Despite research implicating the roles of community and healthcare-based factors in cancer screening [52, 53], only one study in this review addressed these factors [31]. Future interventions should work to address other community and healthcare-based factors that may also influence screening uptake such as promoting positive community norms surrounding cervical cancer screening or providing cultural competency training for physicians in hospitals that serve primarily Vietnamese patients.

Limitations of the Present Review

Although the findings from this review make important contributions to the literature on cervical cancer screening among Vietnamese women, we note some limitations of our approach.
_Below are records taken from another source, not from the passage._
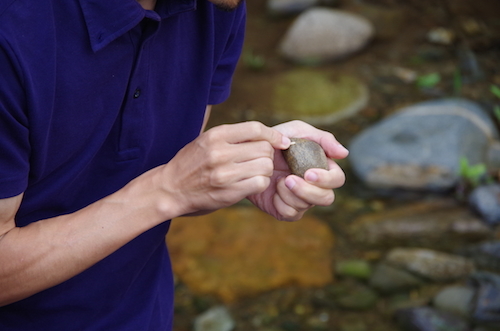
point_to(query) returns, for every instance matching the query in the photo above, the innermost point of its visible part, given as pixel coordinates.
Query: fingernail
(311, 176)
(290, 183)
(343, 147)
(286, 141)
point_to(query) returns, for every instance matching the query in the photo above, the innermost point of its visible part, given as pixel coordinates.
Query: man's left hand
(288, 196)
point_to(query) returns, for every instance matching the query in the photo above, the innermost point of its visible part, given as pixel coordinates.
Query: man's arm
(208, 111)
(219, 168)
(48, 252)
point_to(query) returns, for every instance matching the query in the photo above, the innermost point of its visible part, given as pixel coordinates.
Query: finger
(235, 172)
(327, 140)
(285, 211)
(310, 193)
(252, 150)
(253, 131)
(333, 178)
(291, 199)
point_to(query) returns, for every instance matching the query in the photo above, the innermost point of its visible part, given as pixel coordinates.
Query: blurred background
(412, 242)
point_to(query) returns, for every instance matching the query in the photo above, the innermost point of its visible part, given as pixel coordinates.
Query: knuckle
(261, 183)
(267, 166)
(327, 199)
(256, 127)
(217, 179)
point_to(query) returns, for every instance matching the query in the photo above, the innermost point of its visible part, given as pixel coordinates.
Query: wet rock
(487, 302)
(441, 36)
(436, 224)
(388, 279)
(303, 155)
(353, 325)
(470, 70)
(207, 252)
(486, 255)
(486, 201)
(317, 98)
(420, 146)
(353, 296)
(433, 265)
(321, 34)
(456, 300)
(387, 21)
(359, 269)
(287, 7)
(429, 319)
(214, 319)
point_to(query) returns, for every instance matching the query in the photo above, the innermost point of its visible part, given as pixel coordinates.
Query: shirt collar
(108, 19)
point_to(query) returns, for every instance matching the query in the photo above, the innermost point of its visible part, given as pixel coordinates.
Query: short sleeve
(14, 134)
(226, 64)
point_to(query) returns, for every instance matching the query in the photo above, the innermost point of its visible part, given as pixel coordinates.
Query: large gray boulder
(323, 34)
(420, 146)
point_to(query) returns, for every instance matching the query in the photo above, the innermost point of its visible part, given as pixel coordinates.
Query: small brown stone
(304, 154)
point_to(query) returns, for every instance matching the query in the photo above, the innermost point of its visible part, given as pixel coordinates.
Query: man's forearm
(50, 251)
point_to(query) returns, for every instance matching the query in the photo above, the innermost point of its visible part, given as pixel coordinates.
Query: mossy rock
(316, 97)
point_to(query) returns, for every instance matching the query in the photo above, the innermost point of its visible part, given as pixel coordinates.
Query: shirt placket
(136, 106)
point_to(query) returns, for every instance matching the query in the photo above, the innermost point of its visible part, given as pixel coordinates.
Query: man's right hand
(222, 166)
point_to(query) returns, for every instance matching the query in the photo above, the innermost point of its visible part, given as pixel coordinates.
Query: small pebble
(304, 154)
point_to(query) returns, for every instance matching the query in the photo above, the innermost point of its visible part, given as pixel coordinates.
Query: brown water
(401, 42)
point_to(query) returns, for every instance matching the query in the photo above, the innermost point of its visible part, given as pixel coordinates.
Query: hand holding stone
(304, 154)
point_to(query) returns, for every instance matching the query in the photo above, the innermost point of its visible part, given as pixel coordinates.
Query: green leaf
(496, 111)
(495, 90)
(473, 174)
(429, 80)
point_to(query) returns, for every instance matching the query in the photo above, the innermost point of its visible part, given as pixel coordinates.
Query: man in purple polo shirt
(101, 107)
First, although we conducted a comprehensive search, there were a limited number of articles that were eligible for inclusion in our sample. It is possible that additional articles would have been included but did not meet inclusion criteria due to lack of specificity regarding the race/ethnicity of their samples. In particular, studies that took place in non-US countries often did not provide information about the racial/ethnic breakdown of their samples and, thus, we were unable to determine whether they recruited Vietnamese participants. Additionally, we did not exclude studies based on specific screening outcomes or study designs, making it difficult to make direct comparisons between interventions. We opted not to exclude studies given the limited number of cancer screening interventions that target Vietnamese women. This review is intended to describe and assess the intervention strategies that have been employed to promote screening in Vietnamese women as well as identify gaps that still need to be addressed. Future reviews can consider synthesizing data from interventions with specific designs or outcomes as more interventions are published in the literature.

Conclusion

Vietnamese women have a disproportionately higher risk of cervical cancer and lower screening rates than many other racial/ethnic groups in the US. The present review synthesized data from 15 studies to improve cervical cancer screening outcomes among Vietnamese women. Results demonstrate the importance of culturally tailored approaches and the effectiveness of educational sessions about cancer and screening, outreach via LHWs, distribution of small media, mass media campaigns, patient navigation services, and community and healthcare-based intervention strategies in improving screening outcomes for this population. Further research is necessary to determine whether these intervention strategies are successful in non-US settings, to examine whether mass media campaigns are sufficient to promote screening, and to address other community and healthcare factors related to screening.